Hydrogel dressings are available in sheet, amorphous, impregnated, or sprayable forms. Sheet-form hydrogel dressings are non-adhesive against the wound and are effective in healing partial-thickness wounds. Amorphous hydrogels are more effective than sheet-form dressings in treatment of full-thickness wounds because they can conform to the shape of the wound bed and facilitate autolytic debridement. Impregnated hydrogel dressings are dry dressings (e.g. gauzes) saturated with an amorphous hydrogel. Sprayable hydrogel dressings are composed of amorphous hydrogels which rapidly increase in viscosity after application. Sprayable hydrogels have also been shown to increase the penetration and efficacy of therapeutic agents.

==== "Smart" hydrogel dressings ====
"Smart" hydrogels which are stimuli-responsive (i.e. thermoresponsive, bioresponsive, pH-responsive, photoresponsive, and redox-responsive) are also being produced.
- pH-responsive hydrogel dressings release growth factors and antibiotic agents as the pH of the wound increases from normal skin levels (pH 4–6) to internal levels (pH ~7.4).
- Redox-responsive hydrogel dressings can be disintegrated on-demand by addition of a reducing agent.
- Assembly of the 3D network of photoresponsive hydrogel dressings is initiated by UV radiation.
- Thermoresponsive hydrogel dressings exhibit temperature-dependent sol-gel transition and/or temperature-dependent drug release.

== Applications ==
The efficacy of hydrogel dressings has been assessed on various wound types. There is some evidence to suggest that hydrogels are effective dressings for chronic wounds including pressure ulcers, diabetic ulcers, and venous ulcers although the results are uncertain. Hydrogels have been shown to accelerate healing in partial and full thickness burn wounds of varying size. Other studies have shown that hydrogel dressings accelerate healing in radioactive skin injuries and dog bite wounds. Hydrogel dressings decrease the healing time of traumatic skin injuries by an average 5.28 days and reduce the pain reported by patients.

== Types ==

=== Naturally-derived hydrogel dressings ===
Polysaccharide-based hydrogel dressings have been synthesized from polymers such as hyaluronic acid, chitin, chitosan, alginate, and agarose. Naturally-derived protein/proteoglycan hydrogel dressings have been synthesized from polymers such as collagen, gelatin, kappa-carrageenan, and fibrin.

=== Synthetic hydrogel dressings ===
Synthetic hydrogel dressings may be derived from synthetic polymers such as polyvinyl alcohol (PVA), poly(ethylene glycol) (PEG), polyurethane (PU), and poly(lactide-co-glycolide) (PLGA). Synthetic hydrogel dressings may also be formed from designer peptides.
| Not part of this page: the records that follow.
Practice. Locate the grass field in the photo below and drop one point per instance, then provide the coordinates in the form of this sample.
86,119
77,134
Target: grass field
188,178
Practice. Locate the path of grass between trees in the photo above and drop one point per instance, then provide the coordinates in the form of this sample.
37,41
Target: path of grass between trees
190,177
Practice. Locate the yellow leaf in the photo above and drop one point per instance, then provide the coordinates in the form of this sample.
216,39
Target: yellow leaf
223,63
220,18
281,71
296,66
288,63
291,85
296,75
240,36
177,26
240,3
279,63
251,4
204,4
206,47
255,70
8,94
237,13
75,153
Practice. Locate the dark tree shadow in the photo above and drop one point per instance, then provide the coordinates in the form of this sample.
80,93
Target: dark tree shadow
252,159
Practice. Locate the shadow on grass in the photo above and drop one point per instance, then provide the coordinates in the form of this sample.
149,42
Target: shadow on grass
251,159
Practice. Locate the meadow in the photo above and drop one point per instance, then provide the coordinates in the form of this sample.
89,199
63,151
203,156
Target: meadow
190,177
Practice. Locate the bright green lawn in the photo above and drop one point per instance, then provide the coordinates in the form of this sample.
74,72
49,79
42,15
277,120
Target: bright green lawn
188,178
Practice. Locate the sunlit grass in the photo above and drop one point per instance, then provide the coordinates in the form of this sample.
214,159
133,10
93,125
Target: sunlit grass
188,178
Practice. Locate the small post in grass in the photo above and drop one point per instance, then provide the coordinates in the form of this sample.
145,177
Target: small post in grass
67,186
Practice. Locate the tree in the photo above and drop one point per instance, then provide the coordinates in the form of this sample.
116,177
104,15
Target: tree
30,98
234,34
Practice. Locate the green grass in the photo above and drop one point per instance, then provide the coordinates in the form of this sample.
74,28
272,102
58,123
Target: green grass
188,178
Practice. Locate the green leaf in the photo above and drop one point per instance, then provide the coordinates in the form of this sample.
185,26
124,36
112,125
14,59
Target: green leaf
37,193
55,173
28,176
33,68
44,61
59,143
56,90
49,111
Researchers are applying 3D printing to the synthesis of hydrogel dressings.

=== Biohybrid hydrogel dressings ===
Hydrogels may be modified to incorporate metal cations (e.g. copper (II)), degradable linkers (e.g. dextran), and adhesive functional groups (e.g. RGD). Integrating biological derivatives into synthetic hydrogels allows producers to tailor binding affinities and specificity, mechanical properties, and stimuli-responsive properties.